シリア危機
シリアの内戦は極めて深刻である。アサド政権が国民に対して、暴虐を振っていることは確かなようだ。国連もロケット弾によって、無差別にサリンが使用されたことを確認した。シリア政府もサリンの保有は認めている。そして反政府勢力と言っても一枚岩ではなく、民族的にも、宗教派閥的にも様々なようで、何が起きているのかさえ、明確にはわからない。その中で、アメリカのオバマ大統領はアサド政権が国民に対して、サリンを使ったことを理由にして、ミサイル攻撃を行い、サリンのような化学兵器を使えば、どういう結果になるかを、制裁攻撃の必要があると、主張している。ロシアは、アサド政権が化学兵器を放棄させることに、外交的に進めることに成功しそうである。2つの大国を較べるとロシアという国のしたたかさと、プーチン大統領の能力の高さが目立つ。アメリカの軍事攻撃を材料として、上手く外交交渉を進めているように見える。まずはひとまず、アメリカの攻撃がなさそうなことだけは良かった。

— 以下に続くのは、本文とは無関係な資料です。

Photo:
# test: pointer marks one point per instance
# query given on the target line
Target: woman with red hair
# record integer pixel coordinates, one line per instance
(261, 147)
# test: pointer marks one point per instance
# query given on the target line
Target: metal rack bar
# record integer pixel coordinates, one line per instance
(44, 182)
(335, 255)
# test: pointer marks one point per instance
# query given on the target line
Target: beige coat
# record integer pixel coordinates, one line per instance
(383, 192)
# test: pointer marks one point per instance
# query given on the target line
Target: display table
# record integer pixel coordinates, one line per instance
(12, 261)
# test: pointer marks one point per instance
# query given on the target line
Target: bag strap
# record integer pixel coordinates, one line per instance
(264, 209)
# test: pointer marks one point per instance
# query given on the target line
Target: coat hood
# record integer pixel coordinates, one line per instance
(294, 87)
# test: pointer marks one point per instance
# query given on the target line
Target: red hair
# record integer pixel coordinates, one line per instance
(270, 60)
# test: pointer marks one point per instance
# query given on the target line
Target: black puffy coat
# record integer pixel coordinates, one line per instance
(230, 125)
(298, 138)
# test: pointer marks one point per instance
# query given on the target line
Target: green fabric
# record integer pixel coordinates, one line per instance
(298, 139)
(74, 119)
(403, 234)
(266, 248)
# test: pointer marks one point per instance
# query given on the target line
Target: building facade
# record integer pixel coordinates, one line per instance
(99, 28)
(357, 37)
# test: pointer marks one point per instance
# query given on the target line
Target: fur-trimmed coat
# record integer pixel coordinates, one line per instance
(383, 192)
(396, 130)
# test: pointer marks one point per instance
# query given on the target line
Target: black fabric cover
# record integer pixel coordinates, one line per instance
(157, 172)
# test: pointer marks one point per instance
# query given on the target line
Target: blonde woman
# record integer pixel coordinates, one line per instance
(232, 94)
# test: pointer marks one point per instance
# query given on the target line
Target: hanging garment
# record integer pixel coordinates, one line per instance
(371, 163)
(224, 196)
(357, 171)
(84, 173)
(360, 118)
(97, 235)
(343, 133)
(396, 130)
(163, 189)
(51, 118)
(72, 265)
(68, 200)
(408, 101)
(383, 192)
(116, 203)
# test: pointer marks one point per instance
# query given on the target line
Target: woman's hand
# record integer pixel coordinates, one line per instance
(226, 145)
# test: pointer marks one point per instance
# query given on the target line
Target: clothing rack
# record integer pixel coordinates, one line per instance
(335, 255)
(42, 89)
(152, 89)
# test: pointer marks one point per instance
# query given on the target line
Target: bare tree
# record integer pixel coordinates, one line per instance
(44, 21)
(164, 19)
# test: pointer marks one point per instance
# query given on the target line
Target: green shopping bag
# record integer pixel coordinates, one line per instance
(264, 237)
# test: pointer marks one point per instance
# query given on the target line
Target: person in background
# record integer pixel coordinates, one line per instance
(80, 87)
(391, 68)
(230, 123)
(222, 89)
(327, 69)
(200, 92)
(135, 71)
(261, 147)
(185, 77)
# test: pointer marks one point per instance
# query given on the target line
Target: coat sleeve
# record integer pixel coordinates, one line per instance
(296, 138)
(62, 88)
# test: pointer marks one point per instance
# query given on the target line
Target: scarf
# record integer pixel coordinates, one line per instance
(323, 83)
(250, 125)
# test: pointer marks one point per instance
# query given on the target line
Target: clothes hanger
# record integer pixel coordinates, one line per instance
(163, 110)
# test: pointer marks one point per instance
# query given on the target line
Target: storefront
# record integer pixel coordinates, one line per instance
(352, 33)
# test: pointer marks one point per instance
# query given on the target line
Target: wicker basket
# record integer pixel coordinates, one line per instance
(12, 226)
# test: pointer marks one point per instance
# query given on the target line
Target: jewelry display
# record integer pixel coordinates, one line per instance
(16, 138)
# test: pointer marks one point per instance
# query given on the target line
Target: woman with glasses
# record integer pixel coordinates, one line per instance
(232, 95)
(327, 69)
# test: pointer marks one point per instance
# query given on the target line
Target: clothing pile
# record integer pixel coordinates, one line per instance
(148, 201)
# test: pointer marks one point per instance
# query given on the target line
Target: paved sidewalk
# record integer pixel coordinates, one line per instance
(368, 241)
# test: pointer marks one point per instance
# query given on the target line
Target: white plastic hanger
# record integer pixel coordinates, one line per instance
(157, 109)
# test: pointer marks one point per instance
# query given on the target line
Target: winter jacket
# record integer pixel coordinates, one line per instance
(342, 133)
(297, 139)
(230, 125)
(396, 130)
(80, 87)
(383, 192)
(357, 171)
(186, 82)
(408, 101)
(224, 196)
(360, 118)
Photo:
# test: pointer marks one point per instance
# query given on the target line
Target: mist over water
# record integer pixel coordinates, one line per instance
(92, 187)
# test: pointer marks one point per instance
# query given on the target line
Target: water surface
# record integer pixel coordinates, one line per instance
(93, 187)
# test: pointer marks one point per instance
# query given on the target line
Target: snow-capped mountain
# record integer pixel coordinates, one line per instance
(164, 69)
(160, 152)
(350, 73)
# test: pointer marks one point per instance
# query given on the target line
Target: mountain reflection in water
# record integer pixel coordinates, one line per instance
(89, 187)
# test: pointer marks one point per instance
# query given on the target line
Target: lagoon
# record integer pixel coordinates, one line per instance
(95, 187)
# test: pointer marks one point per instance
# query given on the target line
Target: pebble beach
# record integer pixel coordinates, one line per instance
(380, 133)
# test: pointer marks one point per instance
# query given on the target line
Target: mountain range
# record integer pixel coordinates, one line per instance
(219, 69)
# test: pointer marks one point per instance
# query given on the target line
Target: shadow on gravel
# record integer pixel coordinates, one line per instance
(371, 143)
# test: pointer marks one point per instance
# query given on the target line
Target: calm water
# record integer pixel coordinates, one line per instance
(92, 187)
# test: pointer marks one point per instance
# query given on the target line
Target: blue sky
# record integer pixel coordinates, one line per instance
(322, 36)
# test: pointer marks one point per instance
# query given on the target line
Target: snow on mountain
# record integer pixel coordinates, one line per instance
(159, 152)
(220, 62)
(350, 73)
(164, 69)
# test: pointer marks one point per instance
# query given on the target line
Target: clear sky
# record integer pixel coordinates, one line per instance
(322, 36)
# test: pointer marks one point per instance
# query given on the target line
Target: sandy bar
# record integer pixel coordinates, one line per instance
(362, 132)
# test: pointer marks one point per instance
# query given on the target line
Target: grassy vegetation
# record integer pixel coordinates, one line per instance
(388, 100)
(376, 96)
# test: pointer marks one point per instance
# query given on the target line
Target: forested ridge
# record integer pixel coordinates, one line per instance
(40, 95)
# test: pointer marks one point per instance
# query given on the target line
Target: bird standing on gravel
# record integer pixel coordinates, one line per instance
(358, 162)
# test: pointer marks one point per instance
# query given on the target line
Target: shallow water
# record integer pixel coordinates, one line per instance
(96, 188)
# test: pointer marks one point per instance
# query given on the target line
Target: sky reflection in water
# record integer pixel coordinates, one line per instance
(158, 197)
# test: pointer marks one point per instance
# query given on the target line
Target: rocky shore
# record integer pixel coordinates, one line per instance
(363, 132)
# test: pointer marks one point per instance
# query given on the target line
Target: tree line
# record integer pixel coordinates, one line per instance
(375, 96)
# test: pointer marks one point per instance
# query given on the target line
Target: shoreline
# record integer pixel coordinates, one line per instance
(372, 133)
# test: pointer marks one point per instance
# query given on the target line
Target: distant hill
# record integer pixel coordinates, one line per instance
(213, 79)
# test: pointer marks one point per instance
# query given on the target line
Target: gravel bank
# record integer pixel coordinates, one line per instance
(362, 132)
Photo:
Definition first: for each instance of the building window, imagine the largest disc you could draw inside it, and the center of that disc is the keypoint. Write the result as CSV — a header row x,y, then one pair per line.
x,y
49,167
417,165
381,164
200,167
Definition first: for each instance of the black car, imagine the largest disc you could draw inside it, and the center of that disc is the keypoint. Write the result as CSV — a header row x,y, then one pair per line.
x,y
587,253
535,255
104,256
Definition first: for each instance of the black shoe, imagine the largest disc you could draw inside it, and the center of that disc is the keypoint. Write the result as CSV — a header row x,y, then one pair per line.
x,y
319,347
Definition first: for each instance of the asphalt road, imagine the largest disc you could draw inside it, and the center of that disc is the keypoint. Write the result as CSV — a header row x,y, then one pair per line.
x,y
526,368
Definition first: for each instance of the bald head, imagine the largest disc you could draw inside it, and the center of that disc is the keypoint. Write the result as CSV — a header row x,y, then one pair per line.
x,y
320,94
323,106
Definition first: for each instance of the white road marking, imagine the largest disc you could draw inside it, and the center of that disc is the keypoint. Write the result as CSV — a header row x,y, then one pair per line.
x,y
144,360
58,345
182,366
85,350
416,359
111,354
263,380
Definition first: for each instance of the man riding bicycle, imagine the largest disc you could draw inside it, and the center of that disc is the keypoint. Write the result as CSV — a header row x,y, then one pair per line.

武力で、制裁を行ったところで、自国民に対してサリン攻撃をするような人間が、反省をするとは考えにくいだろう。
と言ってアサド政権を壊滅させるほど、アメリカが軍事介入したところで、ベトナム、アフガン、イラク、の二の舞三の舞になるだけだろう。結果を見てみれば武力攻撃で解決できることなど何もないことがわかる。軍事力というものは、防衛的抑止力として意味はある。つまり、軍事力の背景に自国民が存在して状況では、武力は意味がある。政府と国民が一体化しているときに、初めて軍事力は意味を持つ。外国に対して軍事攻撃を行う場合、反政府勢力が居たとしても、その反政府勢力がどこまで当てになるものかは疑問である。その反政府勢力が、アメリカの軍事力を背景として政権に就いたとしても、状況が変わるのではなく、新しい反政府勢力が誕生し内戦は継続する。もちろん、一時的な意味で、国連軍のようなものが、仲裁を行い、国民に対する暴力行為を止めなければならないという場面はあるだろうが、その国の政治にまで介入し、統治するというようなことは不可能と考えた方がいい。
サリンにより、人が殺されるなどあってはならないことではあるが、軍事介入して何かが解決できるとは考えない方がいい。ロシアが行ったような外交的解決法は画期的だと思う。同じようなことを中国のような国が、北朝鮮のような、制御の利かない暴力的な国家に対して行えないのかと思う。日頃の外交方法の問題なのだろうが、中国がなぜ、ロシアのような役割が果たせないのかが、不思議な気がする。したたかな中国に、北朝鮮の核武装を断念させる、能力がないとは思えない。中国は北朝鮮という国を切り札に使おうと考えているのだろうか。いずれにしても、この間の日本政府には憲法に定められた、国際紛争を平和的手段によって解決するということは、やろうともしないし、出来るような基盤もない。
軍事力というものの意味を考えるべきだ。シリアの内戦のような事態は、武力が国内向けのものであることを示している。日本の自衛隊の武力も、国内にも向けられていることは自覚しておくべきだ。民主的な日本という政治体制を覆すためには、自衛隊の武力が必要だと考える人はいる。三島事件が茶番にしか見えなかったことは良かった訳だが、国民向けに自衛隊を使いたいという勢力はある。今検討されている集団的自衛権の解釈の変更が、シリアへの軍事介入というような、暴虐な内政に対して、制裁を行う軍事攻撃に参加することになりかねない。自衛権の拡大解釈など、無理やり行うことが日本の安全保障に対して、意義が存在するとは思えない。こうしたアメリカの圧力はアメリカの一部の勢力の圧力である。イギリスも、アメリカも、議会が軍事攻撃を抑制したということはこれからの政治的意味は大きい。